Oct 06, 2011 - Sale 2255

Sale 2255 - Lot 31

Price Realized: $ 9,600
?Final Price Realized includes Buyer’s Premium added to Hammer Price
Estimate: $ 10,000 - $ 15,000
JOHN BIGGERS (1924 - 2001)
Untitled (Seated Old Man).

Pencil on illustration board, 1945. 579x451 mm; 22 3/4X17 3/4 inches. Signed in pencil, lower right recto. Dated "4--45" in pencil, lower left recto. Inscribed "John T. Biggers, Hampton Institute, Hampton, VA" in ink and "Lowenfeld 1405" in pencil, upper right verso.

Provenance: acquired directly from the artist, Hampton University; thence by descent to the current owner, private collection.

This remarkable early drawing by John Biggers was drawn while he was both enlisted and at Hampton Institute. This drawing is closely related to the oil painting Old Man, 1945, in the collection of the Hampton University Museum. Both works depict a stooped, bald and bearded man with huge folded and gnarled hands, portrayed against the background of a leaning, dilapidated wood structure.

Biggers decided to become an artist upon taking an evening art class with Victor Lowenfeld in 1941 at Hampton Institute.
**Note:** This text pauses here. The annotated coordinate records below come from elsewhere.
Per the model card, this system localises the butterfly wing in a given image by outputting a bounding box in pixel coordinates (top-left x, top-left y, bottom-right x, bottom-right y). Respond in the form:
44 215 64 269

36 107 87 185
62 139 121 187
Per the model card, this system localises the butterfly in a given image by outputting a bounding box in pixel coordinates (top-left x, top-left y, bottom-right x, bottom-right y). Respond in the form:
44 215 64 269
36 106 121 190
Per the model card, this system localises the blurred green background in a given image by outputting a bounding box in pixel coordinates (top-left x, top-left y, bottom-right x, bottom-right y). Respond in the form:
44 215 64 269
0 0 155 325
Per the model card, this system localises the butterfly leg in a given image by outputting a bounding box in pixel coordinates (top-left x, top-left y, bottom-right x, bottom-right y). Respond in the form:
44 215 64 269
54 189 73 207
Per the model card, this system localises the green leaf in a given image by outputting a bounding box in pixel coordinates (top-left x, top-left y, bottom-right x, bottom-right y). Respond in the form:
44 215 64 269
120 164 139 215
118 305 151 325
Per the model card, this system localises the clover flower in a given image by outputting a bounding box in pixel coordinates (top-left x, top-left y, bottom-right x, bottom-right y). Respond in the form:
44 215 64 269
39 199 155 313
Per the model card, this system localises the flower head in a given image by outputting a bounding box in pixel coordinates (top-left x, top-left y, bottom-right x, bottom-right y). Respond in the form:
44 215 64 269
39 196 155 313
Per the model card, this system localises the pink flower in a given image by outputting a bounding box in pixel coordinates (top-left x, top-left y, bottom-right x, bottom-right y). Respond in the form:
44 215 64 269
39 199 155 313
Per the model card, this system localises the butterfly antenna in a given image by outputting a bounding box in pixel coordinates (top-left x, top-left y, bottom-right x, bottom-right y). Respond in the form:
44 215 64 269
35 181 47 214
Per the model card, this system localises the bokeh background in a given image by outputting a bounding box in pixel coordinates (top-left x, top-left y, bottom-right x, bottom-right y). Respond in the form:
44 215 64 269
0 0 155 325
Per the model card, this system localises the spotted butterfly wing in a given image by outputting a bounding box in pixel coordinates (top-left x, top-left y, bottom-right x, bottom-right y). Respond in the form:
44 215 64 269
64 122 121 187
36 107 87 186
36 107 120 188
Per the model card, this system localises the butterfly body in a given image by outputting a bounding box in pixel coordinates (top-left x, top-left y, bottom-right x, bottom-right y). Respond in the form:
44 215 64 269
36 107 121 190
Lowenfeld was a Jewish emigré, an Austrian artist and psychologist who fled his homeland to teach at Hampton. Biggers's education was interrupted by World War II and his resultant naval service in 1943. He was transferred to Hampton's U.S. Naval Training School, allowing him to continue working as an artist in the department studios on evenings and weekends. Biggers depicted the homeless and downtrodden he remembered from his youth in Gastonia, NC. Both Lowenfeld, and Charles White, who was an artist-in-residence at Hampton in 1943, encouraged Biggers's expressive Social Realism. Biggers was transferred to Norfolk, VA in 1945, where the segregation of the services caused him to suffer from depression; he was discharged by the end of the year. There are several important works dated from 1945, including the paintings Preacher Man, Sharecropper, Old Man and Old Coffee Drinker. The latter two were returned to Hampton University and restored after being rolled in the artist's mother's garage for over 50 years. Powell/Reynolds p. 178.